Hamida Abdulhakim may be 83, but she vividly recalls the day her cooking attracted the attention of Mwalimu Nyerere. It was 1974 and the President was hosting a delegation of foreign officials at State House.
Hamida and other women from the TANU women’s wing were summoned to put together a meal worthy of the occasion.
“I prepared roast fish, and decorated the plate with colourful salad of cucumbers, green peppers and carrots,” she says, beaming with pride at the memory. “It looked so good that it made it to high table and Mwalimu complimented it.”
It was the beginning of many invitations to cook at state functions. After the feast, Mwalimu asked who had cooked the fish and Mama Maria told him it was Hamida. “Mwalimu admired the food and from that day I was often invited to cook at State House,” she recalls.

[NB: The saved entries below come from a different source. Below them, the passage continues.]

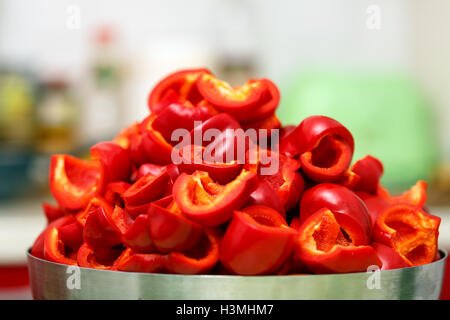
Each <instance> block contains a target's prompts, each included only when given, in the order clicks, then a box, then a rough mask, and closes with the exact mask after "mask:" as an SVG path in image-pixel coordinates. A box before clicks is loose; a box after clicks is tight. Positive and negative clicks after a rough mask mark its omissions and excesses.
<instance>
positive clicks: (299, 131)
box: [280, 116, 354, 182]
mask: <svg viewBox="0 0 450 320" xmlns="http://www.w3.org/2000/svg"><path fill="white" fill-rule="evenodd" d="M353 150H354V141H353V136H352V134H351V133H350V131H348V130H347V128H345V127H344V126H343V125H342V124H341V123H339V122H338V121H336V120H334V119H331V118H328V117H325V116H311V117H308V118H306V119H305V120H303V121H302V122H301V123H300V124H299V125H298V126H297V127H296V128H295V129H294V130H293V131H291V132H290V133H289V134H287V135H286V136H285V137H284V138H283V139H282V140H281V141H280V152H281V153H282V154H284V155H286V156H289V157H295V156H297V155H300V158H299V159H300V162H301V165H302V170H303V172H304V173H305V174H306V175H307V176H308V177H309V178H310V179H312V180H313V181H317V182H333V181H336V180H338V179H339V178H340V177H341V176H342V175H343V174H344V173H345V171H346V170H347V169H348V167H349V165H350V162H351V160H352V156H353Z"/></svg>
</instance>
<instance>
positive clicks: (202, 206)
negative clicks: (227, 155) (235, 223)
mask: <svg viewBox="0 0 450 320" xmlns="http://www.w3.org/2000/svg"><path fill="white" fill-rule="evenodd" d="M257 183H258V177H257V175H256V174H255V173H254V172H249V171H246V170H242V172H241V173H240V174H239V175H238V176H237V177H236V178H235V179H234V180H233V181H231V182H229V183H228V184H226V185H220V184H217V183H215V182H214V181H213V180H212V179H211V178H210V176H209V174H208V173H207V172H204V171H195V172H194V173H193V174H192V175H188V174H186V173H182V174H181V175H180V176H179V177H178V178H177V180H176V181H175V184H174V186H173V197H174V200H175V201H176V203H177V205H178V207H179V208H180V209H181V212H182V213H183V214H184V215H186V216H187V217H188V218H189V219H192V220H194V221H196V222H198V223H200V224H202V225H204V226H218V225H220V224H222V223H225V222H227V221H228V220H229V219H230V218H231V217H232V215H233V210H236V209H239V208H240V207H241V206H243V205H244V204H245V202H247V200H248V197H249V196H250V194H251V193H252V192H253V190H254V189H255V188H256V186H257Z"/></svg>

Hamida, who joined TANU in 1960, was also an active politician and held different ranks in the party.
When the women’s wing opened a restaurant, she taught other party women how to cook. She was also a sewing instructor.
“After launching the restaurant, Mwalimu urgued women to study,” she says, “and I volunteered to teach cookery and sewing classes at Mzee Mosi Msosi TANU branch at Kariakoo.”
She was rewarded with a patriot certificate in recognition of her efforts to bring women together and educate them.
But it was not all smooth sailing: Hamida says discrimination was a major setback for women activists in those early days. In 1974, the same year that she impressed President Nyerere with her cooking, she was detained for a month on suspicion of selling of plots in Mwananyamala ward.
She was set free after preliminary investigations established that there was no basis for the allegations. “They were just made up by the male contestants, some of whom I had knocked out in the party ward elections,” she says.
In 1965, Halima applied for a job at Kilimanjaro Hotel, but she failed to meet the English proficiency requirement.
“Mwalimu heard about it and ordered Mr Cleopa Msuya (one-time premier) to open an institute at Anatouglou so women could study the language, and I was in the first batch.”
She joined the hotel, only to find that the working environment did not suit women.
They were not allowed to get pregnant, for example, and those who did were forced to choose between having an abortion and being sacked.
She recalls: “I fell pregnant in 1967 but the management did not get to it until my eighth month. They sacked me, but that was not the end of it. I opened my small food place and carried on with TANU politics.”
The veteran politician is now into traditional medicine. She says she got so sick at some point that she was close to death.
Then she had a dream in which she was commanded to be a herbalist. “I followed the voice,” she adds.
“The dreams keep coming and, thanks to them, today I cure diseases such as high blood pressure, diabetes and asthma.”
Hamida has been married thrice—to Mohammed Khan, Iddy Mtingwa and Rajesh Khan. She had 12 children but only six are alive.
She laments that despite being a party founder member, the current crop of CCM leaders have abandoned her. She has just one request: “Please remember me.”